Saudi authorities executed a murderer in the holy city of Mecca today, the first death sentence to be carried out since before the Muslim fasting month of Ramadan.
Fahd al-Hasni, a Saudi, was put to death after being convicted of stabbing dead a fellow citizen, the interior ministry said in a statement published on the official SPA news agency.
Most people executed in Saudi Arabia are beheaded with a sword.
It was the 96th execution of the year in the ultra-conservative Muslim kingdom, which imposes the death penalty for offences including murder, drug trafficking, armed robbery, rape and apostasy.
The last execution in the Gulf country took place on May 29, more than a week before Ramadan began.
There were no beheadings during the fasting month and the following Eid al-Fitr feast.

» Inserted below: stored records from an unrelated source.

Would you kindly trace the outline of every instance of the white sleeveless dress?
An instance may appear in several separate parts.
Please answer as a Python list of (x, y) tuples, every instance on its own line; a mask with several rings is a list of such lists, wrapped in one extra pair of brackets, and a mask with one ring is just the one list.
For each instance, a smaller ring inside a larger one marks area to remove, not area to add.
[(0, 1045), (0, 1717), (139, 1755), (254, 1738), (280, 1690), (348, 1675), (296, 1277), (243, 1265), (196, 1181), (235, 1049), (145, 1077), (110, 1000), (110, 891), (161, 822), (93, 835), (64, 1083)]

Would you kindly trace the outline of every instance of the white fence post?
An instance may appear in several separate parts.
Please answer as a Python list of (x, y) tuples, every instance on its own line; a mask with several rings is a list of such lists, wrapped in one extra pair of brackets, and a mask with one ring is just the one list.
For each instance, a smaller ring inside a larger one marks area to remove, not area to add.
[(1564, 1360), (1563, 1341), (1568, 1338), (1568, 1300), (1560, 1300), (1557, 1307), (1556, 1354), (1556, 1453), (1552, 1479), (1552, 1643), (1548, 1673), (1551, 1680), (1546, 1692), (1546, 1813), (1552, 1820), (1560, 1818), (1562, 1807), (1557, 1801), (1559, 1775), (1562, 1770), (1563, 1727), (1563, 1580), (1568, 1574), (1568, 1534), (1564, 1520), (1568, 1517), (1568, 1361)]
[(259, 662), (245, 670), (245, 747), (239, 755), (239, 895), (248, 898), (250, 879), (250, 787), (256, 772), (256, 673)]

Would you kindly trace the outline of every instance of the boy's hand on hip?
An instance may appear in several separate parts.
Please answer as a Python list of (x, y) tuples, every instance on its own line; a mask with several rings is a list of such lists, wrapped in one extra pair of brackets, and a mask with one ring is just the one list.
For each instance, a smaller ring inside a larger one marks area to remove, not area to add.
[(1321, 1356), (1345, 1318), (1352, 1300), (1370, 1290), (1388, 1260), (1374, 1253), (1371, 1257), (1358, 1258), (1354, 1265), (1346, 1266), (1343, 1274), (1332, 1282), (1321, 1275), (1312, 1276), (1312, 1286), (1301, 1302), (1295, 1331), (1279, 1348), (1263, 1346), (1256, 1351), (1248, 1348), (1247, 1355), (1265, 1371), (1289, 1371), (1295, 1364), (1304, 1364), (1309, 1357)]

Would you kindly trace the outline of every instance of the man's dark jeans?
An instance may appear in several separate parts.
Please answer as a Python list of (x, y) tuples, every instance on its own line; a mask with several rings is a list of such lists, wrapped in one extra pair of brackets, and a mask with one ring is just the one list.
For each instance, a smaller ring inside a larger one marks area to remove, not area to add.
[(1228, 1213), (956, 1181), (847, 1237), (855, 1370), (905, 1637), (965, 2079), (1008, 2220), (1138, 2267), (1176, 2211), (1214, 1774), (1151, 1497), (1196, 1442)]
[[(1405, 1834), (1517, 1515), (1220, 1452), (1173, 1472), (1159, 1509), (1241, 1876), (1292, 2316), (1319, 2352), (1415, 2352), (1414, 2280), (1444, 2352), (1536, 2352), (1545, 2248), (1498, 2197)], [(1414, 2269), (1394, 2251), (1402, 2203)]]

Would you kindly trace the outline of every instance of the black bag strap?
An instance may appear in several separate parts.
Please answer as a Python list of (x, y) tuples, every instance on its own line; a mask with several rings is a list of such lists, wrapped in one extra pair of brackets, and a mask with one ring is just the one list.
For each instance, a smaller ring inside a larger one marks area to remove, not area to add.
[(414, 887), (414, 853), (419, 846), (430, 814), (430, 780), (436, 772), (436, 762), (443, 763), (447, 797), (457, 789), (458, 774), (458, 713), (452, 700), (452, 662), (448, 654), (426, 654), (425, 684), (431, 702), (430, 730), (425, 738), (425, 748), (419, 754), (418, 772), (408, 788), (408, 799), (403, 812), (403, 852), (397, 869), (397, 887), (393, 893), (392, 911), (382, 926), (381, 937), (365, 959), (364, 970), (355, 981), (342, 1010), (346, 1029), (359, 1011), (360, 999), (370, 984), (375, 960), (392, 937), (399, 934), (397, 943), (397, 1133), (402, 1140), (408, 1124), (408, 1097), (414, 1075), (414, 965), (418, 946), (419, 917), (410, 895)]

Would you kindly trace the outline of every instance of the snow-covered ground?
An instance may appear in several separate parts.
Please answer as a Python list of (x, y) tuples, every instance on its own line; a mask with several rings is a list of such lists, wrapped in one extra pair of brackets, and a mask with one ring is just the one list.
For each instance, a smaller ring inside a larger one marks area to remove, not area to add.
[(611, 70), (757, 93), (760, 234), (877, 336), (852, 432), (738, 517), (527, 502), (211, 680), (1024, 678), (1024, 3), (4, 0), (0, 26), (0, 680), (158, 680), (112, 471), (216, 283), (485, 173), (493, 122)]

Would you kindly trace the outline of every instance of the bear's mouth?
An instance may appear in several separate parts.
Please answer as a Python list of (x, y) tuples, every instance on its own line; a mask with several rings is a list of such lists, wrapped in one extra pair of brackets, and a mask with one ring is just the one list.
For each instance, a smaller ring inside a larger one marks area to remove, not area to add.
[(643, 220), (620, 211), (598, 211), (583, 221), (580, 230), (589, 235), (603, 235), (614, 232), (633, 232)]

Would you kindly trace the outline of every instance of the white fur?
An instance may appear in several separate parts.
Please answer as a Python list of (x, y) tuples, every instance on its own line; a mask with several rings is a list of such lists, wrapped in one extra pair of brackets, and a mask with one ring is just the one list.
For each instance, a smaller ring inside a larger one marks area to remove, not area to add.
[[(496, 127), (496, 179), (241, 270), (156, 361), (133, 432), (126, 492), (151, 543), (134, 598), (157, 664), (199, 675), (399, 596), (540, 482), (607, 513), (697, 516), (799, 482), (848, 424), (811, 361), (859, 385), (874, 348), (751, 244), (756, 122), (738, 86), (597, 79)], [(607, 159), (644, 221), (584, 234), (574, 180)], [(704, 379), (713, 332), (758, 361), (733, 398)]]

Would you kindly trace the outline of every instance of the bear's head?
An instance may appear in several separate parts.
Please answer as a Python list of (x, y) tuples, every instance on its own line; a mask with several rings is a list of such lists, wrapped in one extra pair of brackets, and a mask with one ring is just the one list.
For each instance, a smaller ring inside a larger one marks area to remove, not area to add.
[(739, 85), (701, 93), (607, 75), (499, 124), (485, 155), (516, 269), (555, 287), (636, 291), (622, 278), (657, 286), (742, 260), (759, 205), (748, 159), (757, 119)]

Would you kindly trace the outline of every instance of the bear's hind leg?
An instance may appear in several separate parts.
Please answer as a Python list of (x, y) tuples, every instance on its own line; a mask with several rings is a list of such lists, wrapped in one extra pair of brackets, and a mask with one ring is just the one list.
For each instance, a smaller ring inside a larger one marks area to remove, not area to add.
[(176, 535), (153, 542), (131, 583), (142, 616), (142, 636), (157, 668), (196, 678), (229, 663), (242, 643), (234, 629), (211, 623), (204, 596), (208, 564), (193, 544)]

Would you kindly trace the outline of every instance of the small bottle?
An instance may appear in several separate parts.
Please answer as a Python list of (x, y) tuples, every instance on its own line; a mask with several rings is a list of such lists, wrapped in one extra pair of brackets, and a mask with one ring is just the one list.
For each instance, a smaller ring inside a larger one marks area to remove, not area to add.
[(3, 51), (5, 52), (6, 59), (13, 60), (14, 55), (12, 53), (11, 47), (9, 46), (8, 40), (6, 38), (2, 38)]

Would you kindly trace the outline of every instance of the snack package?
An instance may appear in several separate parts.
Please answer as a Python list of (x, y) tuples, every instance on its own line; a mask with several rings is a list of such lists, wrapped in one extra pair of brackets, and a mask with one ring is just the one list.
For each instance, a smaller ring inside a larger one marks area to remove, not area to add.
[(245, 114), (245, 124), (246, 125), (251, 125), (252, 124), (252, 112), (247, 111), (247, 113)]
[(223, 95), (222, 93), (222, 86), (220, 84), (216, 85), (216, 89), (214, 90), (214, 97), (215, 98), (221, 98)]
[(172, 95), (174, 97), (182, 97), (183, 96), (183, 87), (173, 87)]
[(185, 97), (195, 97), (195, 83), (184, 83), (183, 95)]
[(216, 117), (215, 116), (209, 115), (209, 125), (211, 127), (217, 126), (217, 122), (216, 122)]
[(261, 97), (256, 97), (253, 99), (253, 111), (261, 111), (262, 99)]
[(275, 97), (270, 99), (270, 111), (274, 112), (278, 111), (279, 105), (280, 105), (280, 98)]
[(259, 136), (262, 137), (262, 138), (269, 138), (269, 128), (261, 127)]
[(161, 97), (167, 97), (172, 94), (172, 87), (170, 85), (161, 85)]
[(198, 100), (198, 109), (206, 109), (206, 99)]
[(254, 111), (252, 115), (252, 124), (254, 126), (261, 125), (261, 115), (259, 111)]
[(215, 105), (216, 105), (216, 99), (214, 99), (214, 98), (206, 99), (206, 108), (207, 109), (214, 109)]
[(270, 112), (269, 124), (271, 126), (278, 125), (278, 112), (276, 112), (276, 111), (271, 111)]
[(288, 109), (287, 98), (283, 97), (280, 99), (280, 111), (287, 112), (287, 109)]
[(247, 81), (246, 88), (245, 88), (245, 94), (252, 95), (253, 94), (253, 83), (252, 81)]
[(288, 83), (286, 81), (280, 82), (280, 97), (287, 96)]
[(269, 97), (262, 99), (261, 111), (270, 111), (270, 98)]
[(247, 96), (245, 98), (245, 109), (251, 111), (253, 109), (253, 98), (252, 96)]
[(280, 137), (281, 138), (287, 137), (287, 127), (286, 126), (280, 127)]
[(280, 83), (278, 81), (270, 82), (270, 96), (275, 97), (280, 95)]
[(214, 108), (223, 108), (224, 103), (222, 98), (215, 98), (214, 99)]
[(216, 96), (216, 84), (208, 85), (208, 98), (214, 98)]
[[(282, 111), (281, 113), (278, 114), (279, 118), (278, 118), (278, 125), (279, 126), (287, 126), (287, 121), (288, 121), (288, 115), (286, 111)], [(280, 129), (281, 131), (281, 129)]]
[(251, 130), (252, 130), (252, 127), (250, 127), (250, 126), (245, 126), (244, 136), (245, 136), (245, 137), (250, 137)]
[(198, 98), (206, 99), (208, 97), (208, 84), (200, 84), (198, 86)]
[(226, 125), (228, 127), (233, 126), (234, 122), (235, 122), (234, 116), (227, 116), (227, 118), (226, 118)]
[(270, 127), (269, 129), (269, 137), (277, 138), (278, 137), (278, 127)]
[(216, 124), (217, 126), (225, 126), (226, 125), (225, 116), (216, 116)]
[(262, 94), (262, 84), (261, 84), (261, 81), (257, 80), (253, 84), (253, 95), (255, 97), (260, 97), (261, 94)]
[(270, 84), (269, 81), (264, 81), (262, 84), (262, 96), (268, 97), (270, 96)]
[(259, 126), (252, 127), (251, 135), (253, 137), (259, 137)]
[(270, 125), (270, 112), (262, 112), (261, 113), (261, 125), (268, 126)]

Rights group Amnesty International says the kingdom carried out at least 158 death sentences last year, making it the third most prolific executioner after Iran and Pakistan. Its figures do not include secretive China.
The London-based watchdog has said that the rate of executions this year is “higher than at the same point last year”.
Murder and drug trafficking cases account for the majority of Saudi executions, although 47 people were put to death for “terrorism” offences on a single day in January.
They included prominent Shiite cleric Nimr al-Nimr, whose execution prompted Iranian protesters to torch Saudi diplomatic missions triggering the severing of relations between the Middle East’s leading Sunni and Shiite powers.